Gold-Mining Unions Circle as South African Wage Round Looms

Updated on

South Africa’s biggest mining unions are seeing who will blink first as pay talks with the nation’s gold producers become the latest battleground for membership.

Both the National Union of Mineworkers, which represents 55 percent of about 100,000 gold industry employees, and its fast-growing rival, the Association of Mineworkers and Construction Union, are overdue in presenting their demands to companies including AngloGold Ashanti Ltd. and Sibanye Gold Ltd.

The AMCU, which led a five-month strike in South Africa’s platinum industry last year, speaks for about 28 percent of gold miners compared with 17 percent when the previous wage deal was reached in 2013, according to the Chamber of Mines. Tensions with the NUM, an ally of the ruling African National Congress, increased as the AMCU gained membership after police killed 34 striking workers at Lonmin Plc’s Marikana mine in August 2012.

“The ongoing power struggle between NUM and AMCU means that the trade unions are likely to explore any strategic advantage available,” said Paul Fouche, a lawyer at Fasken Martineau in Johannesburg. “The trade union which submits its demands last may get an opportunity to meet, exceed the demands of the other trade union or differentiate its demands.”

The NUM is still finalizing its demands, Livhuwani Mammburu, a spokesman for the union, said by phone on Wednesday. “They’re working out some final detail and will table them” to the Chamber of Mines, he said.

The lobby negotiates on behalf of producers including Sibanye, Harmony Gold Mining Co. and AngloGold. South Africa is the world’s sixth-biggest gold producer.

Gold Fields Deal

“We are not looking at someone” to go first, AMCU President Joseph Mathunjwa said about the wage demands in an interview at a May 1 rally. “Once we are ready, we’ll submit.”

Gold Fields Ltd. signed a three-year wage deal with NUM and the UASA union last month, noting that its mechanized South Deep operations give the company a different profile to the labor-intensive mines run by other producers.
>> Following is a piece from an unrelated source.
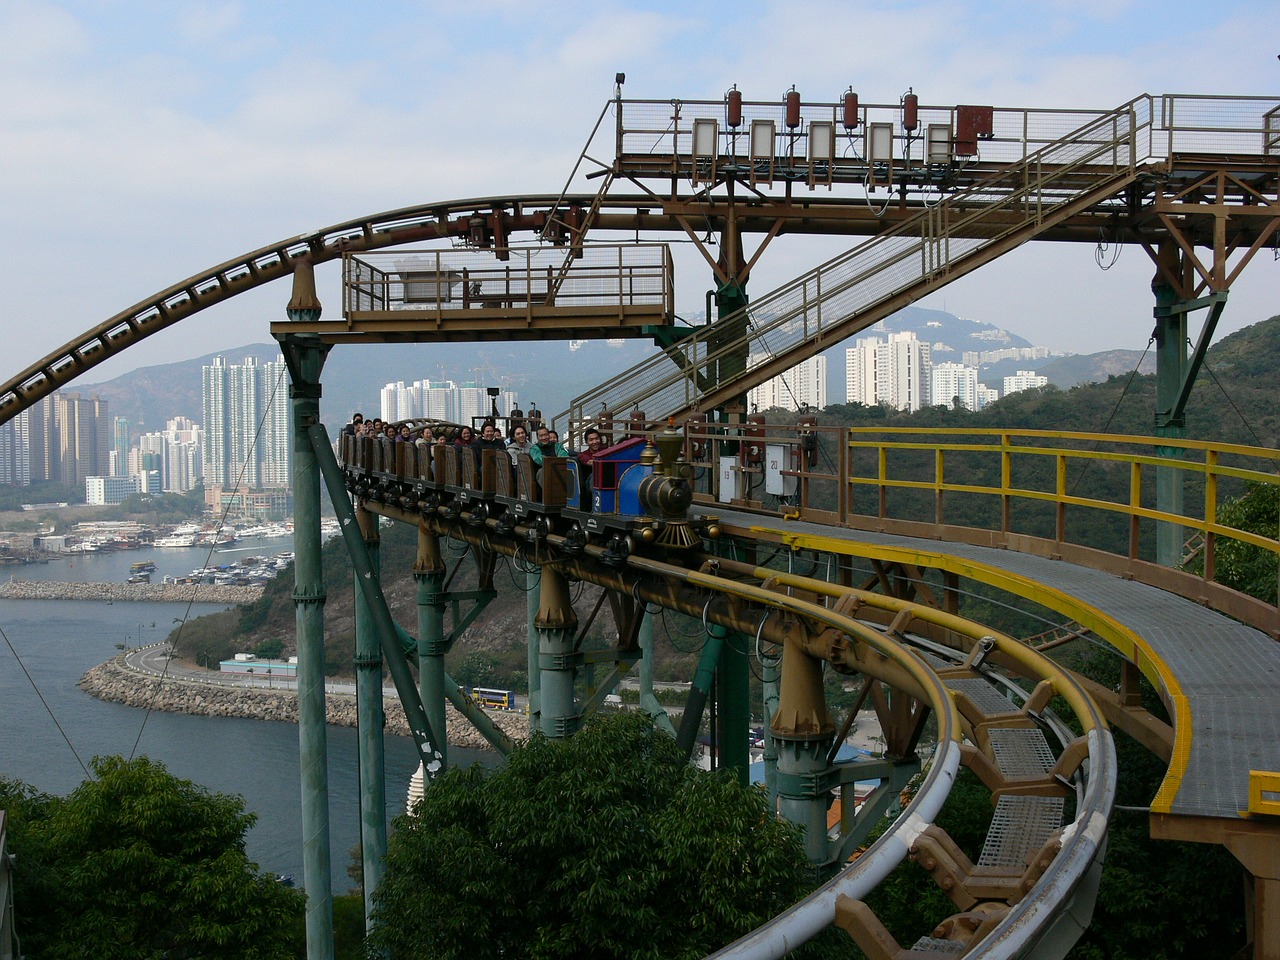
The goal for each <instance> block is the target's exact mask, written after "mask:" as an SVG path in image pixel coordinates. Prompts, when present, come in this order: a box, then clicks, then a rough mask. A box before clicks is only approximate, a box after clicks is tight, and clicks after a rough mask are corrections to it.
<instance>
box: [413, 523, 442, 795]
mask: <svg viewBox="0 0 1280 960" xmlns="http://www.w3.org/2000/svg"><path fill="white" fill-rule="evenodd" d="M413 580H415V581H416V584H417V676H419V684H420V685H421V690H422V708H424V709H425V710H426V718H428V721H429V722H430V724H431V730H434V731H436V736H439V739H440V744H439V750H440V772H442V773H443V772H444V771H445V769H448V765H449V739H448V736H447V735H445V712H444V654H445V653H448V644H447V639H445V635H444V595H443V593H442V588H443V586H444V559H443V558H442V557H440V538H439V536H436V535H435V534H433V532H431V531H429V530H428V529H426V527H425V526H419V529H417V559H416V561H415V563H413Z"/></svg>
Gold Fields’ lowest pay grades will get a 21 percent pay increase starting April 1, 15 percent the following year and 13 percent in 2016, the NUM said last month.

Mathunjwa told thousands of miners who filled a stadium on May 1 in Orkney, about 165 kilometers (103 miles) southwest of Johannesburg, that the AMCU’s agreement with the world’s largest platinum companies last year set a template for mining pay.

Platinum Template

“Don’t be fooled and think that NUM negotiated with Gold Fields,” he said. “They took the same agreement as the platinum one.”

Anglo American Platinum Ltd., Impala Platinum Holdings Ltd. and Lonmin signed a deal with the AMCU last June to increase basic pay by 1,000 rand ($84) a month in the first two years and by 950 to 1,000 rand in the third. That equated to an increase of 20 percent at Amplats for the first year.

“The platinum and Gold Fields deals have not set a benchmark, but it has raised the trade unions’ expectations in respect of the chamber negotiations,” Fouche said.

There could be demands to double entry-level wages, NUM Secretary-General Frans Baleni told reporters in Johannesburg on March 12.

It’s “quite early” to comment on potential demands and what’s affordable for the industry, said Charmane Russell, a spokeswoman for the gold companies. “Once the engagement begins there will be a lot more clarity,” she said.